In the event that a group of different workers comes up with a disputed solution, the problem will almost probably be resolved promptly and efficiently. Consequently, both costs and threats are lowered as a result of this method. Some risks may be found and addressed earlier than they otherwise would have been due to the skills and talents provided by a multicultural workplace, which can save lives. Because the threat has been eliminated at an early stage, it will aid in the increase of the organisation’s total output level, which will benefit all parties involved.
Challenges of handling staff diversity
We’ve explored how there are lots of advantages to having a diverse workforce, but we also need to address how. Just as everything has two stages, diversity also has an opposite phase. When any organisation decides to implement it, they will face a number of problems. Let us have a look at this:
Communication problems: As a result of having diversified personnel on the team, employees each have their own area of speaking, whether it is in their own language or a foreign language. As a result, there would be a breakdown of communication between workers, which would negatively impact the company’s productivity and cause a delay in the process.
In order to avoid this, most businesses hire multilingual personnel, or make use of one of the array of translation software available on the market. Nonetheless, hiring a multilingual employee is never a viable option, because finding someone who is technically strong enough to possess the ability to communicate in many languages is a difficult effort.
Unfair management: Individuals on teams who come from various backgrounds, or who belong to various groups than they do, may not get along with each other because they are part of a dynamic group. Religious, sexual, and ethnic disparities are all possible.
As a result, in order to avoid this, organisations must have strong policies that allow them to make firm decisions regarding discrimination in the workplace, and must take prompt action against individuals who do not follow the rules.

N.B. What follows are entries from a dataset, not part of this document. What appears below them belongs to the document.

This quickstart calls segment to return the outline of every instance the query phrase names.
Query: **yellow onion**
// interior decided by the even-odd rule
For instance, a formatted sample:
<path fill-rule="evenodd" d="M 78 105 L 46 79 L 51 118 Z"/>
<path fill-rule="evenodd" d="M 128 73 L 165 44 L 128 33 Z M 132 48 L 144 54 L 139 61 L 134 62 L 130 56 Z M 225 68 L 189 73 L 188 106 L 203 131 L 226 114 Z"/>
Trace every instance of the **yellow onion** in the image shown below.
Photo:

Different interpretations create confusion: Despite the fact that different cultures have a variety of traditions and values, when it comes to working in a corporate environment, it makes no difference to the individual. All of this confusion causes a significant amount of tension among the team members, which increases the likelihood of a conflict occurring.
A new employee in Japanese culture must wait until the host asks him to take a seat, however in the United States, a new employee is expected to take his or her seat right away when they arrive at the office. As a result, a Japanese member of staff may appear to be offensive. In order to avoid this, personnel must appreciate each culture and adapt it, as well as respect their own traditions.

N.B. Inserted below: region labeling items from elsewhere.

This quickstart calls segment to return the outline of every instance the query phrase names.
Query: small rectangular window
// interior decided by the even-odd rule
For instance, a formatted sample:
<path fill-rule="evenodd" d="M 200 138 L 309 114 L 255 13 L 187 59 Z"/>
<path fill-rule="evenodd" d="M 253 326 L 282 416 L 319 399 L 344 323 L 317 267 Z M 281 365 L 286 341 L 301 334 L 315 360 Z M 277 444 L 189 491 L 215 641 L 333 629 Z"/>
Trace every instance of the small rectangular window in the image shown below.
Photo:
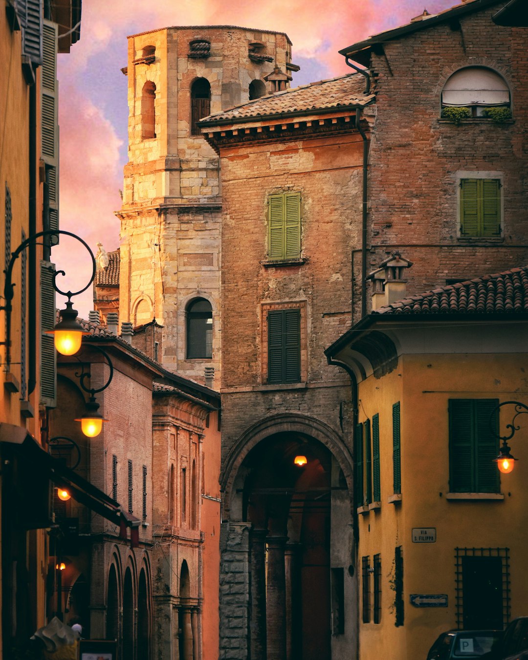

It is possible for an organisation’s information security department to become homogeneous if it does not have a varied variety of people on its staff. This can result in cognitive biases in the organisation’s information security department. Because we all understand that security is all about shifting things around, the team will follow the same approach to solving the problem as they have in the past. As a result, there may be a threat to the general security of the company in the future.
The upcoming Women in IT Summit Asia, happening on Tuesday 26th October 2021, aims to raise awareness of the importance of diversity, equity and inclusion in the tech sector. To register for this virtual event, please register here.